Rencontre autour du faire ensemble entre générations

À l’occasion de la Journée mondiale du bénévolat, S3A a souhaité consacrer cette édition à une question qui traverse aujourd’hui de nombreuses associations : comment faire vivre un bénévolat où toutes les générations trouvent leur place ?

Si cette réflexion revient de plus en plus souvent, c’est parce que le paysage du bénévolat évolue. Les 15-34 ans représentent désormais la tranche d’âge la plus engagée bénévolement, devant les plus de 65 ans qui occupaient cette place jusqu’en 2022.

Cette évolution s’explique notamment par plusieurs facteurs : les conséquences de la crise sanitaire, le recul de l’âge de départ à la retraite, l’évolution du rôle des grands-parents ou encore par une forme de fatigue bénévole chez certains seniors.

Ces changements nous invitent alors à repenser nos façons d’accueillir les bénévoles et de favoriser les coopérations entre générations.

Source : IFOP Les bénévoles en associations

Le bénévolat intergénérationnel : Qu’est-ce que c’est ?

De nombreuses structures proposent leur définition :

  • C’est développer des liens intergénérationnels par le bénévolat et au sein du bénévolat. – CESER
  • C’est toutes les générations qui s’impliquent ensemble et construisent du lien social. – France Bénévolat
  • C’est l’action de rassembler deux groupes d’âge différents qui peuvent tirer profit l’un de l’autre. – Chambre des communes du Canada

Pour S3A, le bénévolat intergénérationnel, c’est faire ensemble. C’est permettre à des jeunes et des personnes plus âgées d’agir côte à côte, de partager leurs expériences, leurs compétences et leurs points de vue, dans une relation où chacun apprend de l’autre.

Des témoignages pour ouvrir le dialogue

Pour lancer les échanges, nous avons réalisé une série d’interviews auprès de jeunes et de seniors.
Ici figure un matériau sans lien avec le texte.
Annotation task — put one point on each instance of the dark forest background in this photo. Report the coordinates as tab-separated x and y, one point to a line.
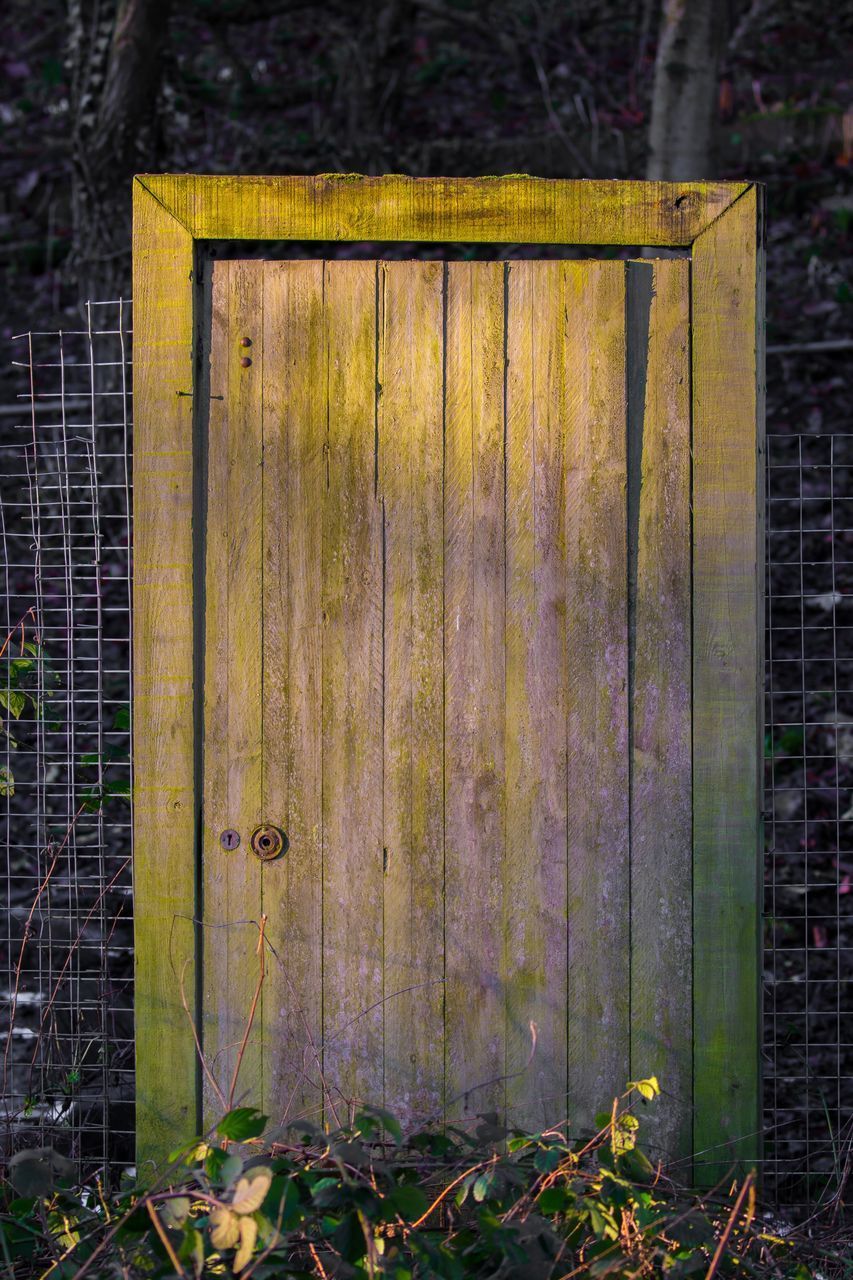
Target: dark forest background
96	90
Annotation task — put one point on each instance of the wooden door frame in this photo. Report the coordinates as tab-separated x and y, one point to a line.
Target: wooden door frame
721	224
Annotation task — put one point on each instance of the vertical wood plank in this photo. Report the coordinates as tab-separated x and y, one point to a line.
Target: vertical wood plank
233	682
164	800
728	684
411	471
295	415
536	693
597	722
474	689
658	535
352	679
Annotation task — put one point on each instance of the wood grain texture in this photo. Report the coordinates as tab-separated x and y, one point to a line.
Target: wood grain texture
474	689
509	209
233	696
411	484
597	689
352	862
163	676
658	534
318	548
295	417
534	906
728	685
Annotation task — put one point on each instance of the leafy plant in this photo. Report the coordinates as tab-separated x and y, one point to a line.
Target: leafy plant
365	1201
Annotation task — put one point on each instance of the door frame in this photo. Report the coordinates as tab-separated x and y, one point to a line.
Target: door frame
176	216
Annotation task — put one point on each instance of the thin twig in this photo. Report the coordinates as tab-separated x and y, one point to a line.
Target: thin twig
164	1238
209	1074
729	1228
251	1013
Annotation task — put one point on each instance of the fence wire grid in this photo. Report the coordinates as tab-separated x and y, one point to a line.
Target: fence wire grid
65	942
65	950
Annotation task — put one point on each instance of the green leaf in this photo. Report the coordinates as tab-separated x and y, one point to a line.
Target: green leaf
519	1143
647	1089
484	1184
553	1200
251	1191
247	1238
35	1170
224	1229
241	1124
176	1211
13	700
635	1165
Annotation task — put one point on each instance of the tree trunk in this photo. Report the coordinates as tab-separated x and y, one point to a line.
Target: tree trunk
684	95
115	54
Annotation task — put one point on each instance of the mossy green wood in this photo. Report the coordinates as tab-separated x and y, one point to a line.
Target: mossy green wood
728	685
169	214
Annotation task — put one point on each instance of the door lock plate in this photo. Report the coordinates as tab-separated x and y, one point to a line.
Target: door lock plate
268	842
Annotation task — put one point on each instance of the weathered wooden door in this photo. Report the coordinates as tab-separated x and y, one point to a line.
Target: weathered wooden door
447	653
447	575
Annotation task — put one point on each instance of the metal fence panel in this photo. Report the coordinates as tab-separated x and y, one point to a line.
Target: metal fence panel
65	944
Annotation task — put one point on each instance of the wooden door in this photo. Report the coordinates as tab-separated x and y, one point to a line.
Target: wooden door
447	653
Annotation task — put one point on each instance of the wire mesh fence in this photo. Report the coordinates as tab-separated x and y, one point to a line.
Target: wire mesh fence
808	755
65	950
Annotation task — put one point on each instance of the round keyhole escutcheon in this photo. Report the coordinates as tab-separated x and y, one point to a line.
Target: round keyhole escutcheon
269	842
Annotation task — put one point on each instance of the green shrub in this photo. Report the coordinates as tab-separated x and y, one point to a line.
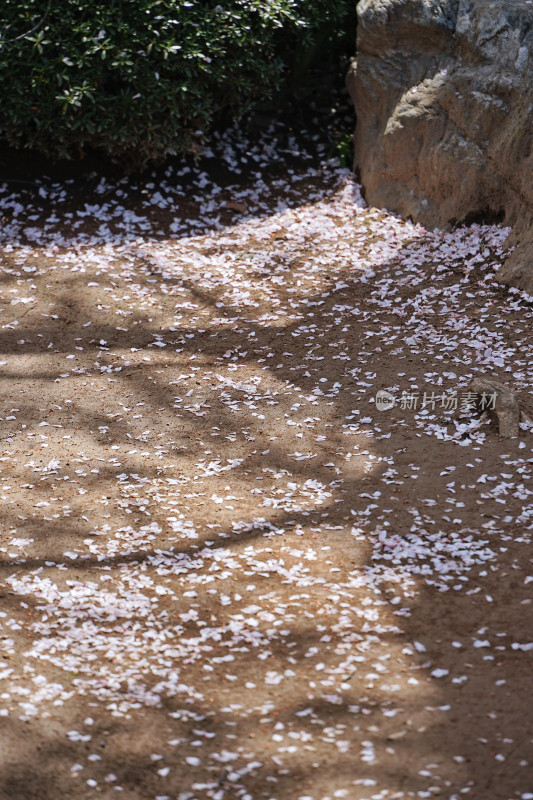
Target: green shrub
140	79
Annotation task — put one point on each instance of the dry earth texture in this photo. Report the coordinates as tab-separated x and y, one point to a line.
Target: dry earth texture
225	573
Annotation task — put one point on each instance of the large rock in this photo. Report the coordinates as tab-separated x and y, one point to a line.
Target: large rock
443	93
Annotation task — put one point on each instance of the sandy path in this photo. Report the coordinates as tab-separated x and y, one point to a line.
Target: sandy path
225	574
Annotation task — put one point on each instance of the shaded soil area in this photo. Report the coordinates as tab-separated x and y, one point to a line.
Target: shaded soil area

À travers ces témoignages, chacun a pu s’exprimer sur :

  • les stéréotypes qu’il peut avoir envers les autres générations ;
  • les idées reçues dont il est lui-même victime ;
  • les avantages de travailler ensemble ;
  • les difficultés parfois rencontrées dans les projets associatifs.

Les associations présentes ont ainsi découvert ces paroles avant d’en débattre collectivement.

Le double portrait social : comprendre les représentations

Les interviews ont permis de dresser un double portrait social, mettant en lumière les représentations que chaque génération peut avoir de l’autre.

Sans chercher à désigner des responsables, cet exercice a permis de prendre du recul sur les clichés qui persistent encore aujourd’hui et de montrer qu’ils reposent souvent sur une méconnaissance réciproque.

Ces témoignages ont constitué un point de départ pour imaginer de nouvelles façons de travailler ensemble.

Écouter les témoignages

Quelques minutes d’écoute suffisent pour découvrir la diversité des expériences, des attentes et des envies exprimées par les jeunes comme par les seniors.

Les seniors parlent des jeunes

Les jeunes parlent des seniors

Faire ensemble : quels leviers ?

À partir des témoignages, les participants se sont réunis en tables rondes afin d’imaginer des solutions concrètes pour favoriser les coopérations entre générations.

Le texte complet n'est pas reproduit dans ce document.